Kavanaugh Backer Ed Whelan Apologizes After Floating Unfounded Doppelganger Theory for Attack

“I made an appalling and inexcusable mistake of judgment,” says Whelan who leads the Ethics and Public Policy Center

Ed Whelan
YouTube

Conservative activist Ed Whelan apologized on Friday after posting a lengthy Twitter thread Thursday night with unfounded speculation that Christine Blasey Ford had misidentified Supreme Court nominee Brett Kavanaugh for another similar-looking high school classmate in her account of what she has called an attempted sexual assault.

“I made an appalling and inexcusable mistake of judgment in posting the tweet thread in a way that identified Kavanaugh’s Georgetown Prep classmate,” said Whelan, a former clerk of Antonin Scalia and president of the think tank Ethics and Public Policy Center.

“I take full responsibility for that mistake, and I deeply apologize for it.
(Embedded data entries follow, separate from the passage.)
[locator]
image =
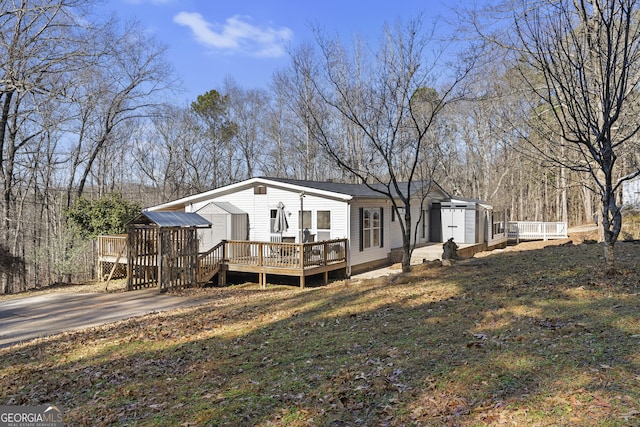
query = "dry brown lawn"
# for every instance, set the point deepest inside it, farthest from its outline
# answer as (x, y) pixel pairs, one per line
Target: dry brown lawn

I realize that does not undo the mistake.” His did not address the substance of his theory, which has already been disputed.

The thread, which Whelan has since deleted, lit up conservative media by floating the unfounded theory that Ford, now a California college professor, might be confusing Kavanaugh with a high school classmate noted at the time for strongly resembling the future judge.

Whelan named the individual and posted his photo suggesting without any evidence that the classmate, and not Kavanaugh, might have committed the attempted assault that Ford described from a high school party in suburban Washington, D.C.

In her own statement after Whelan posted his elaborate theory, Ford dismissed the possibility of mistaken identity. “I knew them both,” she told the Washington Post. “There is zero chance that I would confuse them.”

Questions were immediately raised by critics about whether Whelan was pushing the Kavanaugh “doppelgänger” theory at the behest of the White House.

“Ed, I think it would behoove you to address the questions of whether you worked with Kavanaugh, the White House or others prepping him (including those on the Hill) in coming up with your theory,” said Daily Beast politics editor Sam Stein in the comments to the Whelan apology.

Whelan’s unsubstantiated theory was, however, picked up and promoted on Friday by “Fox & Friends” — a show President Trump is known to watch regularly.